The Wave

Guest Correspondence

As some of you may know, I graduated from the University of Iowa and am a huge Hawkeye fan. Each year, my husband Mike and I go back for our annual homecoming football game, and there is something that has really stayed with me from last fall’s game that goes way beyond a game of football. Right across from Iowa’s Kinnick Stadium sits the Stead Family Children’s Hospital. The hospital’s advantageous height and positioning gives the young patients in their care a direct view of the stadium, its field and its crowd. As you can imagine, kids do their best to get as close to the windows as they can when a game is on, allowing them a temporary break from the reality of being confined to a hospital room.

Well in the summer of last year, a young mom named Krista Young from small-town Anita, Iowa decided to turn the children spectating into the spectacle. Her idea was simple: at the end of the first quarter of each game, fans in Kinnick Stadium would turn and wave to the children looking on through the hospital windows above. She posted the idea on a fan website, and the idea slowly started to gain traction on social media. When the first home game of the 2017 football season kicked off, she wasn’t sure if her idea had enough traction, but what happened next astonished her.

As the first quarter came to a close, fans all around Krista turned towards the hospital and began to wave to the kids. Before long, the entire stadium was standing and waving. That day “The Wave” was born, and it’s showing no signs of ever stopping.

I was fortunate to take part in The Wave last year and I look forward to doing it again and again. There’s something so powerful about what it represents. For a brief moment in those children’s lives, they can see that their community cares about them. It is a collective acknowledgement that they are all there for them.

As you wave, you don’t know the kids or their stories, yet you know you’ve made a difference in their lives. Ever since I waved at those children, I began to think about how many “Waves” our own community has.

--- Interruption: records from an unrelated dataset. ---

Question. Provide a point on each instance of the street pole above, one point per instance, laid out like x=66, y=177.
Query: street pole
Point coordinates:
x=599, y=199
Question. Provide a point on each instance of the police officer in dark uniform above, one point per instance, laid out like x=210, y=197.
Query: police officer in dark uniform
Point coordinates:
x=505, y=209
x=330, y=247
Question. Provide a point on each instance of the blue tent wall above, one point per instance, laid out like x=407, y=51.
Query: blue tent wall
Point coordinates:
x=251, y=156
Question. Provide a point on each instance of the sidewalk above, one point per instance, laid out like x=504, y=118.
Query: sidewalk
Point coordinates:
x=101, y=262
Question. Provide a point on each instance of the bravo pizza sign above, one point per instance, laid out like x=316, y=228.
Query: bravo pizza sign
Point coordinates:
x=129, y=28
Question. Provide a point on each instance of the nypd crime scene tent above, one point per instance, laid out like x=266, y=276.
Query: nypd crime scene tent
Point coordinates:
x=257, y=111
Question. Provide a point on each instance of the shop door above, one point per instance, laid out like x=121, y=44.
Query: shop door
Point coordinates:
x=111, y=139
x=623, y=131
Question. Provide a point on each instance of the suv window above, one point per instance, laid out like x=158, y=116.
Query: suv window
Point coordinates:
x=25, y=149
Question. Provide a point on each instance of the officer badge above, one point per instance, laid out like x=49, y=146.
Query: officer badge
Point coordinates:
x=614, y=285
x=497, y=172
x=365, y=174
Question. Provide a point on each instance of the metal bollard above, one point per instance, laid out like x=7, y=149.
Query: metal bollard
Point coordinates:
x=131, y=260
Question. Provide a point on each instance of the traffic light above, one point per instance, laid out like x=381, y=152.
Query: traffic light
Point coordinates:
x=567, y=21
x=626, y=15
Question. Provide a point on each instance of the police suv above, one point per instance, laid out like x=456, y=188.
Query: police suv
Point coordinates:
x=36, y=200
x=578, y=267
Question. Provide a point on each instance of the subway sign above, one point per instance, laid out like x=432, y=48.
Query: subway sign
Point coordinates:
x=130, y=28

In many ways, our generous community has shown over and over again how much we care about all our neighbors and our most vulnerable citizens.

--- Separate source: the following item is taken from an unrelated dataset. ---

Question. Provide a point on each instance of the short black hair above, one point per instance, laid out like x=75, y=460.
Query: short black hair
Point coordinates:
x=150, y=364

Season of Sharing, which for the fifth year in a row has collected more than $2 million to support individuals living on the verge of homeless, has proven itself as our community’s collective “hug” to those who need it. It is a reminder for vulnerable families that they are not alone—they can stay hopeful, rather than hopeless.

The Giving Challenge, which has raised more than $28 million since its inception in 2012, has also proven that each and every one of us has the potential to impact another person, a cause, a community. With more than 63,000 gifts made during the 2016 Challenge, it goes to show that our community is one that collectively rises at the opportunity to support our local nonprofits and the clients they serve or causes they address.

Because of the collective generosity of people like you, what we get to achieve every day at the Community Foundation is a constant reminder that there is good in the world. As long as we reside in this community we are not alone. Our community’s generosity does not just address issues, it connects us all.

Roxie Jerde is president and CEO of the Community Foundation of Sarasota County.